This is transferring my question from https://github.com/davidanthoff/Query.jl/issues/104#issuecomment-291908459 as suggested by @davidanthoff. I have two dataframes that look like this:
df1 = DataFrame(id=[1,2,3], rel_freq=[0.5, 1, 1.5], class=["a", "a", "c"])
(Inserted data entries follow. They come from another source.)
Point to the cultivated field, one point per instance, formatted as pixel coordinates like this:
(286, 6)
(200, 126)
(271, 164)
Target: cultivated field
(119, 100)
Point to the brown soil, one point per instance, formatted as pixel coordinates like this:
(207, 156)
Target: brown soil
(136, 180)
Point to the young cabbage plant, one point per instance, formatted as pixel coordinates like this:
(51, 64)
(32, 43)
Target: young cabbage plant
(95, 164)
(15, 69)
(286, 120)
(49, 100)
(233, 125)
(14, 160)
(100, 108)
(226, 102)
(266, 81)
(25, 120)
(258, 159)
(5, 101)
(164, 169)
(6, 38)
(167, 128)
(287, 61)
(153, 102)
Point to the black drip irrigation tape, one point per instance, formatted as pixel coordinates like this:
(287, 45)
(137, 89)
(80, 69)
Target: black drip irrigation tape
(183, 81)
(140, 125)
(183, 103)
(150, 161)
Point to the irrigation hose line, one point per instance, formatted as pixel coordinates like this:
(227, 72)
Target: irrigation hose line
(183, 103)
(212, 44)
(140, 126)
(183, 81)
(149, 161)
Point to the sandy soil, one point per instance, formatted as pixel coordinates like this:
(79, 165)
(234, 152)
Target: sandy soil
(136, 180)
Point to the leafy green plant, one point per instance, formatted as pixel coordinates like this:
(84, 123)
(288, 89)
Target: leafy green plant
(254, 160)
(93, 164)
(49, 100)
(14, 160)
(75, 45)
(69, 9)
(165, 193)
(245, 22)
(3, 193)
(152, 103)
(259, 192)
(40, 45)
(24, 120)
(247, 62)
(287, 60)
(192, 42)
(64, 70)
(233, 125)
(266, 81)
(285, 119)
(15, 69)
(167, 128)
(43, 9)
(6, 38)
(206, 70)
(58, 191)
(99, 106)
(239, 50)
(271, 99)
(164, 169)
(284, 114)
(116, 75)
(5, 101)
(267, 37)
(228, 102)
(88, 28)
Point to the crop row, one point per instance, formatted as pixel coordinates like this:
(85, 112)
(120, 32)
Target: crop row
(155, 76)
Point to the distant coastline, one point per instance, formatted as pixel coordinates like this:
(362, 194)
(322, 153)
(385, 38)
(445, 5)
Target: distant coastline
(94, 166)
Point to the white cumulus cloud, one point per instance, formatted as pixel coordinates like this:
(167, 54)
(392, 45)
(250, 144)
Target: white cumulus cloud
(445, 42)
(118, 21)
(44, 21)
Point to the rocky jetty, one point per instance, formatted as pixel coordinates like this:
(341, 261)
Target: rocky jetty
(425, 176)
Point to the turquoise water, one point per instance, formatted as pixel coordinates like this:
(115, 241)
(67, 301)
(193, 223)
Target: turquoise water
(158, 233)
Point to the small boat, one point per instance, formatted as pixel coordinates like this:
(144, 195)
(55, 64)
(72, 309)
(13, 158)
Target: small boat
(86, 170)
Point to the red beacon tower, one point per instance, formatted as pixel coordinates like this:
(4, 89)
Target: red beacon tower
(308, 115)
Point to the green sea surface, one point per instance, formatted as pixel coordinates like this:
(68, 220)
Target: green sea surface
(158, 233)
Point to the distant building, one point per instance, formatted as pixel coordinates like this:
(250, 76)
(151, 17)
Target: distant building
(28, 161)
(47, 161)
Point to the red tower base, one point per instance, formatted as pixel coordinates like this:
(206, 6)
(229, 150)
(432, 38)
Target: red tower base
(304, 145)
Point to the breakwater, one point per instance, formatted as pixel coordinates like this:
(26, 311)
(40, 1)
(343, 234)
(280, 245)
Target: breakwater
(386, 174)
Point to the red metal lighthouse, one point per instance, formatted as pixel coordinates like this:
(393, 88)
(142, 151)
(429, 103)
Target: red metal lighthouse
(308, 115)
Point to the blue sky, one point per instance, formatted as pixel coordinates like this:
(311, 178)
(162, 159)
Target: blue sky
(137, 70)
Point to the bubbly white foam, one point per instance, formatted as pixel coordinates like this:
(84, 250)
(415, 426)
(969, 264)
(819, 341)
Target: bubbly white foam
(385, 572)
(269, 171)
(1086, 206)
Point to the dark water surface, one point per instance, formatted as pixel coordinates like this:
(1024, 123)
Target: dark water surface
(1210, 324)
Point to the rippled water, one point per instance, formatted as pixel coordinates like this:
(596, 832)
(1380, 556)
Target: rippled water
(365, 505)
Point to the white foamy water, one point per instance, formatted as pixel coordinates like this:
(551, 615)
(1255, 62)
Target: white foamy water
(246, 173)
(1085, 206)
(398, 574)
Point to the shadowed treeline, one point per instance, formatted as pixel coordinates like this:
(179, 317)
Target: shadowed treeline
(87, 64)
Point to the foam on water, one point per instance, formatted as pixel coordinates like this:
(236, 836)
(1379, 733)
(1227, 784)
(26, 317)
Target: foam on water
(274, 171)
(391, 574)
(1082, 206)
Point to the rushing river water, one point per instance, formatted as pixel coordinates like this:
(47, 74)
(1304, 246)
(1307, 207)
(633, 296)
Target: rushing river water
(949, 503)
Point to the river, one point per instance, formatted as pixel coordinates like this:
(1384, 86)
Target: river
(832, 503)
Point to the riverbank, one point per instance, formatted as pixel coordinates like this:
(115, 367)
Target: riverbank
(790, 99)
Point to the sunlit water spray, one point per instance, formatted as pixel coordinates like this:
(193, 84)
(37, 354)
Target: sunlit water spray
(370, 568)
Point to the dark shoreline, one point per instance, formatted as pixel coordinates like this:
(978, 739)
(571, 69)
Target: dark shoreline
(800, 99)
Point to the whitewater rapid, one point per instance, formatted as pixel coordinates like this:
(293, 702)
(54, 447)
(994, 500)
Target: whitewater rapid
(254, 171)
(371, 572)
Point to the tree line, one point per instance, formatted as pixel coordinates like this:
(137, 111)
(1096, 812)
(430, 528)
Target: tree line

df2 = DataFrame(id=[1,2,3,4], rel_freq=[0.75, 0.75, 1.75, 1], class=["a", "a", "c", "c"])
println(df1)
println(df2)
#output
3×3 DataFrames.DataFrame
│ Row │ id │ rel_freq │ class │
├─────┼────┼──────────┼───────┤
│ 1 │ 1 │ 0.5 │ "a" │
│ 2 │ 2 │ 1.0 │ "a" │
│ 3 │ 3 │ 1.5 │ "c" │
4×3 DataFrames.DataFrame
│ Row │ id │ rel_freq │ class │
├─────┼────┼──────────┼───────┤
│ 1 │ 1 │ 0.75 │ "a" │
│ 2 │ 2 │ 0.75 │ "a" │
│ 3 │ 3 │ 1.75 │ "c" │
│ 4 │ 4 │ 1.0 │ "c" │
I want to calculate pvalues using a Mann Whitney test between the diffs of the rel_freqs
for all classes and compare them to class c
.
##Desired approach (single query)
The following is my attempt to do this in one query:
x = @from i in df1 begin
@join j in df2 on i.id equals j.id
@select {i.id, log2fc=log2(get(j.rel_freq)/get(i.rel_freq)), i.class} into k
@let negcontrol = @from l in k begin # try to build a list of log2fc of the negative controls
@where contains(l.class, "c")
@select l.log2fc
@collect
end
@group k by k.gene into g
@let test = MannWhitneyUTest(map(j->get(j.log2fc), g), negcontrol) #compare this group versus neg controls
@select {
gene=g.key,
avg_freq=mean(j->j.log2fc, g),
pval= -log10(pvalue(test)) # calculate p value for this group versus neg controls
}
@collect DataFrame
end
The main problem seems to be that I select all rows of the joined dataframe that contain “c” for class and then create an array of the log2fc
column for all of them to use in the Mann-Whitney test.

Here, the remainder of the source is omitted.